Andrea Lucchesini schließt Zyklus mit Spätwerk ab
In Heft 34 hatten wir die erste CD Andrea Lucchesinis mit Spätwerken von Franz Schubert besprochen, nun schließt er das Projekt mit dem dritten Teil ab. Darauf enthalten sind die Sonaten G-Dur (D 894) und c-Moll (D 958). (Die beiden nachfolgenden entstandenen Sonaten finden sich auf den CDs Nr. 1 / A-Dur / D 959 und Nr. 2 / B-Dur / D 960.) Wieder hat sich der italienische Pianist in den Leibnitz Saal des Hannover Congress Centrum zurückgezogen, wieder findet er zu einem ruhigen, ausgeglichenen, gleichwohl beschwingten Ton, der frei ist von einer sterilen, künstlichen Atmosphäre. Erneut gelingt es Lucchesini, für Schwebungen zu sorgen.
Das Molto moderato e cantabile der »Fantasia« genannten Sonate D 894 versetzt den Hörer sogleich in die Stimmung einer goldenen Abenddämmerung. Mit Wärme und Sensibilität läßt Lucchesini die Melodie über einem sanften Baß wachsen, der sie stützt, hin und wieder betonend etwas hervortritt. In seiner Komplexität wächst der Satz, wandelt sich, wird bestimmt durch einen treibenden, pulsierenden Rhythmus, den der Pianist mühelos wieder besänftigt – dieser Satz allein ist schon ein Ereignis!
Ungewohnt leicht kommt das Andante daher, bei Andrea Lucchesini hat es einen eher plaudernden Charakter, verweilt ein wenig, bleibt aber in Bewegung. Wie schon im ersten Satz gelingen die dramatischen Verwerfungen munter, werden sogleich geglättet, kehren – noch munterer mittlerweile – wieder und erfrischen den Zuhörer noch mehr. Gleichwohl bleibt ein in sich gekehrter Gestus erhalten. Selbst im Allegro des Menuettos wird Schubert nicht extrovertiert, nein, »moderato« lautet die Spielanweisung ergänzend, Andrea Lucchesini folgt dem gewissenhaft, hält Spannung und Gediegenheit aufrecht. Im letzten Satz steigert sich Schubert, mehrfach, verschachtelt, mit einer freien, an ein Impromptu oder ein Stück aus den Moments musicaux erinnernden Lebhaftigkeit.

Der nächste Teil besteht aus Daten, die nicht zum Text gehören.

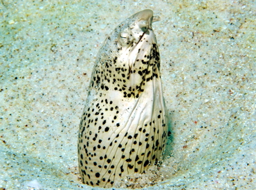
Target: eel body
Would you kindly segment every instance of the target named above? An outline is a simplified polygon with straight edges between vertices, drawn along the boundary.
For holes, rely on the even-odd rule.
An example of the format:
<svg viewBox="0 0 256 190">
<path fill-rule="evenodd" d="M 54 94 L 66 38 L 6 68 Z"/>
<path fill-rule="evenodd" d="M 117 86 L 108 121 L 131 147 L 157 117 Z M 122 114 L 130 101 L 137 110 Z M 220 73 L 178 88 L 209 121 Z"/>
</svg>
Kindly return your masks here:
<svg viewBox="0 0 256 190">
<path fill-rule="evenodd" d="M 110 187 L 161 158 L 167 120 L 151 10 L 120 24 L 99 51 L 78 136 L 84 183 Z"/>
</svg>

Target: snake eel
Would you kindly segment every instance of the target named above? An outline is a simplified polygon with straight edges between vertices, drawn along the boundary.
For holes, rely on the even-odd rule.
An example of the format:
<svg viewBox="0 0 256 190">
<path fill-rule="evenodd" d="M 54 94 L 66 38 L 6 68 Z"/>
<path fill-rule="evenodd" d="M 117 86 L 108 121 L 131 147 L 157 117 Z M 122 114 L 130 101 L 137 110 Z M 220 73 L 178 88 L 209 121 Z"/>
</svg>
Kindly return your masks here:
<svg viewBox="0 0 256 190">
<path fill-rule="evenodd" d="M 98 54 L 78 134 L 82 182 L 112 187 L 158 163 L 167 138 L 160 55 L 144 10 L 120 24 Z"/>
</svg>

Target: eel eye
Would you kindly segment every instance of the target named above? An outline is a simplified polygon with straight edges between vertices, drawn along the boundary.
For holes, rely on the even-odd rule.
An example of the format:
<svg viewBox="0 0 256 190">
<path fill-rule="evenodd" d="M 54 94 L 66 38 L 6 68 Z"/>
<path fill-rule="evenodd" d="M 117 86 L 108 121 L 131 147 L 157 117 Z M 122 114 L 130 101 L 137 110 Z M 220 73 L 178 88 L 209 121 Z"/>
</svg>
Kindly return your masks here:
<svg viewBox="0 0 256 190">
<path fill-rule="evenodd" d="M 122 45 L 129 43 L 129 35 L 127 32 L 122 32 L 120 34 L 120 37 L 119 37 L 120 43 L 121 43 Z"/>
</svg>

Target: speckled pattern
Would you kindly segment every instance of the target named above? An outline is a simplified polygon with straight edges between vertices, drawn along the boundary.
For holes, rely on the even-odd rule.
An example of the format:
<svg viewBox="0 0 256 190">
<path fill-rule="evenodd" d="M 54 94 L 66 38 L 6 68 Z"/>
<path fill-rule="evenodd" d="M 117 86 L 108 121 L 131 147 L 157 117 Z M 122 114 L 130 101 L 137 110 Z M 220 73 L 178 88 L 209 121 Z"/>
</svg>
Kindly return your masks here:
<svg viewBox="0 0 256 190">
<path fill-rule="evenodd" d="M 119 187 L 256 189 L 256 8 L 246 0 L 1 1 L 0 188 L 91 189 L 77 169 L 85 87 L 115 23 L 145 8 L 161 18 L 172 140 L 159 171 Z"/>
<path fill-rule="evenodd" d="M 157 165 L 167 142 L 167 118 L 153 12 L 120 24 L 100 49 L 78 134 L 82 181 L 111 187 Z"/>
</svg>

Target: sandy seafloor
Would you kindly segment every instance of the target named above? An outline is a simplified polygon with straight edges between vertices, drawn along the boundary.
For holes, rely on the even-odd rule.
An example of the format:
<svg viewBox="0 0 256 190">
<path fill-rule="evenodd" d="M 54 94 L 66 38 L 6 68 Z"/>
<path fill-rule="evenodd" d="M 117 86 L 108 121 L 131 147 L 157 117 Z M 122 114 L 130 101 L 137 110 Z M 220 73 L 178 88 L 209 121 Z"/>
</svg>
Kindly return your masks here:
<svg viewBox="0 0 256 190">
<path fill-rule="evenodd" d="M 0 1 L 0 189 L 91 189 L 77 136 L 95 56 L 145 8 L 172 131 L 145 189 L 256 189 L 255 1 Z"/>
</svg>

Mit der drittletzten Sonate Schuberts ergänzt Andrea Lucchesini die »Fantasia« faktisch mit einer Gegenwelt. Sie ist deutlich expressiver, näher an Beethoven, doch hier zählt auch die Feinheit der Artikulation, das Bändigen des Impulses, der nicht losprescht, sondern etwas auslöst, sich entwickelt, ein Ziel sucht. Dorthin treibt im Allegro Schubert stetig, Ruhemomente inbegriffen. Das liedhafte Adagio ist um so mehr ein Moment des Innehaltens. Wiederum beweist Andrea Lucchesini Sinn für das rechte Zeitmaß, läßt Phrasen ausklingen, verharrt aber nicht im Stillstand. So wächst der Satz – wiederum wandelt er sich dramaturgisch – wird vom anschließenden Menuetto aufgelockert, einem Menuetto freilich, das eher einem Intermezzo entspricht. Zum Ziel, zum Finale, strebt Andrea Lucchesini, und je näher er diesem kommt, desto bestimmter wird Schubert, der nachdrücklich – höchst lebhaft – sein Ziel erreicht. Noch einmal schenkt der Pianist seinen Zuhörern eine Erfrischung, bietet Schuberts köstliche Abschweifungen dar – eine Aufnahme für Schubert-Gourmets, man darf gespannt sein, was nun folgen wird.
(Der Text ist in einer leicht gekürzten Fassung bereits in Heft 38 enthalten.)